Push to legalize medical marijuana
Supporters want bill voted on
Updated: Wednesday, 24 Mar 2010, 9:46 PM CDT
Published : Wednesday, 24 Mar 2010, 9:46 PM CDT
- Reporter: Lou Hillman
GREEN BAY – The push is on from supporters of medical marijuana to get the drug legalized this year. Those in favor are planning rallies all across the state on Saturday.
Jay Selthofner, the field director for Wisconsin NORML, said the idea is to raise awareness about the proposal. NORML stands for the National Organization for Reform of Marijuana Laws.
Wisconsin’s regular 2010 legislative session wraps up in the next few weeks. Selthofner and others say they want to see lawmakers vote on proposed medical marijuana legislation before then.
“Every day that bill is not passed, that we do not have this legislation, patients are in jeopardy,” said Selthofner.
Selthofner said he got involved after watching his cousin die in pain.
“We just knew that the cannabis would have helped with his pain management and would have definitely helped with his appetite and would have changed his life,” said Selthofner.
Many doctors agree that the drug stimulates appetite and reduces nausea.
Law enforcement officials, however, say they’re worried that legalizing medical marijuana will make the drug more accessible to everyone. The Wisconsin Police Chiefs Association said there are better options.
“It is our understanding that you can receive the same THC content from an inhaler or from pill form,” said Doug Pettit, with the Wisconsin Police Chiefs Association.
“We think there needs to be a lot more research done in this area,” he added.

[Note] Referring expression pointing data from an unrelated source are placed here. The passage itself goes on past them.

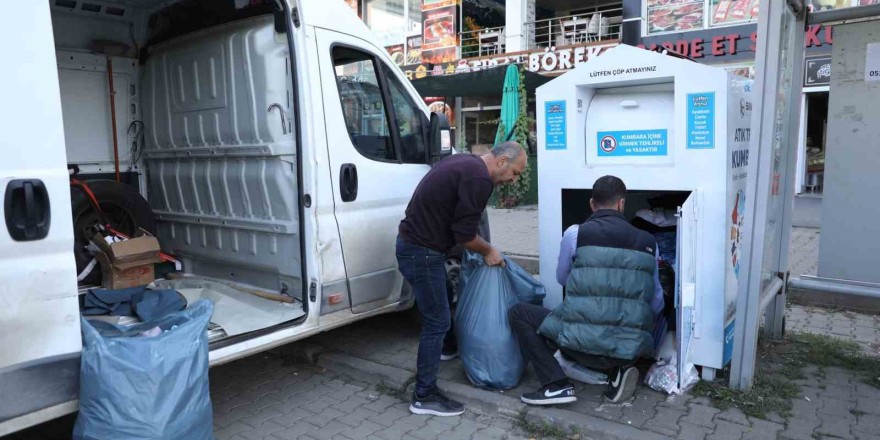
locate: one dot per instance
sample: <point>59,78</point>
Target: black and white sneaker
<point>448,354</point>
<point>551,395</point>
<point>622,383</point>
<point>435,404</point>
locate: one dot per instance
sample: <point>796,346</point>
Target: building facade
<point>448,37</point>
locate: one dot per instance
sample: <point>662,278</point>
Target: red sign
<point>720,45</point>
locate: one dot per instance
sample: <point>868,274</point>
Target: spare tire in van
<point>125,209</point>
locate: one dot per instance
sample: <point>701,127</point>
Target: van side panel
<point>220,153</point>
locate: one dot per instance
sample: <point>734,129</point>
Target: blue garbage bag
<point>146,387</point>
<point>486,344</point>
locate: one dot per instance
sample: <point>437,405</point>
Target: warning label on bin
<point>632,143</point>
<point>554,117</point>
<point>701,120</point>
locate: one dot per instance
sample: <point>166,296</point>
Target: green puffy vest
<point>607,308</point>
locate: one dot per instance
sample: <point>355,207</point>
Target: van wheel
<point>125,209</point>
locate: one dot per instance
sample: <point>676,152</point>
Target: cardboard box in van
<point>128,263</point>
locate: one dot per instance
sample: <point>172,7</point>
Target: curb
<point>486,401</point>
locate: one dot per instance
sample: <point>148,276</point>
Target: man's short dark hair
<point>608,190</point>
<point>511,149</point>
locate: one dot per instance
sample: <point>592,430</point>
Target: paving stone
<point>701,415</point>
<point>350,404</point>
<point>689,431</point>
<point>466,428</point>
<point>725,430</point>
<point>259,417</point>
<point>666,421</point>
<point>395,431</point>
<point>296,431</point>
<point>733,415</point>
<point>430,431</point>
<point>356,417</point>
<point>324,416</point>
<point>762,429</point>
<point>836,407</point>
<point>389,416</point>
<point>363,430</point>
<point>231,430</point>
<point>328,430</point>
<point>867,423</point>
<point>835,425</point>
<point>262,431</point>
<point>490,434</point>
<point>294,417</point>
<point>382,403</point>
<point>805,409</point>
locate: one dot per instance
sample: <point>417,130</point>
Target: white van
<point>275,144</point>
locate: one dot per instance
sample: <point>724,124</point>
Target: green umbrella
<point>509,105</point>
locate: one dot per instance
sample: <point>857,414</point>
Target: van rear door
<point>39,314</point>
<point>375,134</point>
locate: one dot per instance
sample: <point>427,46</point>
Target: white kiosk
<point>677,133</point>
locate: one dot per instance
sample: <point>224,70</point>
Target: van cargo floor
<point>235,311</point>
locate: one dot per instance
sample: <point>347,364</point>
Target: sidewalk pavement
<point>832,404</point>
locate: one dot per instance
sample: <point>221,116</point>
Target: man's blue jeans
<point>425,270</point>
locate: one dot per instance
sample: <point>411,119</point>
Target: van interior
<point>177,118</point>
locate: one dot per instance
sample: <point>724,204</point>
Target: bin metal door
<point>685,280</point>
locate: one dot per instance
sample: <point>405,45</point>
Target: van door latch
<point>27,208</point>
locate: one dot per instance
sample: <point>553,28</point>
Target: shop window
<point>362,104</point>
<point>723,12</point>
<point>674,15</point>
<point>393,20</point>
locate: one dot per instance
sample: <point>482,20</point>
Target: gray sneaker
<point>435,404</point>
<point>622,384</point>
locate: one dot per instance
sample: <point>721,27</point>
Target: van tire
<point>125,208</point>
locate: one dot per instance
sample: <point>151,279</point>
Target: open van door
<point>39,313</point>
<point>376,134</point>
<point>686,283</point>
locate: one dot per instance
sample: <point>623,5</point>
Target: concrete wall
<point>851,208</point>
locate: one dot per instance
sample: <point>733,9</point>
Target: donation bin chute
<point>677,133</point>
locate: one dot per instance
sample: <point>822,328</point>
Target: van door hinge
<point>294,15</point>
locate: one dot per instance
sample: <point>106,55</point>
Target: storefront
<point>475,111</point>
<point>723,33</point>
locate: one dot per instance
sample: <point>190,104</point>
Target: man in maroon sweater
<point>445,211</point>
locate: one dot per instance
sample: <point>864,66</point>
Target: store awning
<point>480,83</point>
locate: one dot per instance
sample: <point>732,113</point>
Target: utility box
<point>677,133</point>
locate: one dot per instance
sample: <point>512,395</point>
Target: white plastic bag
<point>663,376</point>
<point>579,372</point>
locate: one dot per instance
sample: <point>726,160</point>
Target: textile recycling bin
<point>677,133</point>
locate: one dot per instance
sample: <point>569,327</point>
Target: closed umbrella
<point>509,105</point>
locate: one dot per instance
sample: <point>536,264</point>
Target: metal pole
<point>776,26</point>
<point>845,14</point>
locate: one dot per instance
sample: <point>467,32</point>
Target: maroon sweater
<point>445,209</point>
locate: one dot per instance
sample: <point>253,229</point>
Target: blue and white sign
<point>701,120</point>
<point>728,342</point>
<point>554,118</point>
<point>632,143</point>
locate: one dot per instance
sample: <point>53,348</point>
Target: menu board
<point>413,50</point>
<point>396,53</point>
<point>675,15</point>
<point>439,33</point>
<point>734,11</point>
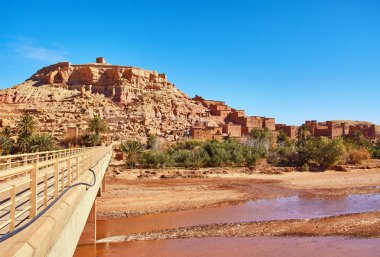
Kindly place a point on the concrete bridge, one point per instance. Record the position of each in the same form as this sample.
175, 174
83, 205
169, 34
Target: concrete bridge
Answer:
47, 200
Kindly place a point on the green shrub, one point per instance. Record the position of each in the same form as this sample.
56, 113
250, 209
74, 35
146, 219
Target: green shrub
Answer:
132, 150
155, 159
357, 156
152, 142
6, 146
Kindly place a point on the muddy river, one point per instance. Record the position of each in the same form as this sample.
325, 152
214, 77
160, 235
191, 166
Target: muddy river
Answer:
242, 247
262, 210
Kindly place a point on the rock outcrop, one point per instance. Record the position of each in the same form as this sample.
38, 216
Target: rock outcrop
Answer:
134, 101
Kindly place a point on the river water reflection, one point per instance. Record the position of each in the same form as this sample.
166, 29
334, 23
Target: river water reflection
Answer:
262, 210
241, 247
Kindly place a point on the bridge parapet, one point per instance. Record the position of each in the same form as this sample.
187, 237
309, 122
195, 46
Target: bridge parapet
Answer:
31, 183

Supporters of the bill are anxious to see it introduced in 2010, but Selthofner said one of the key details that still needs to be hammered out is how the marijuana would be distributed.
One of the ideas is to establish dispensaries where marijuana would be grown and sold. The current bill would also let patients grow their own plants.
“That’s kind of the big thing why the legislation is taking so long. They want to make sure that, not only do we combat any problems other states may have but possibly set a model or precedence for future states to build their program on,” said Selthofner.
Currently 14 states allow medical marijuana. Still, many are not so sure that it’s the right thing to do for Wisconsin.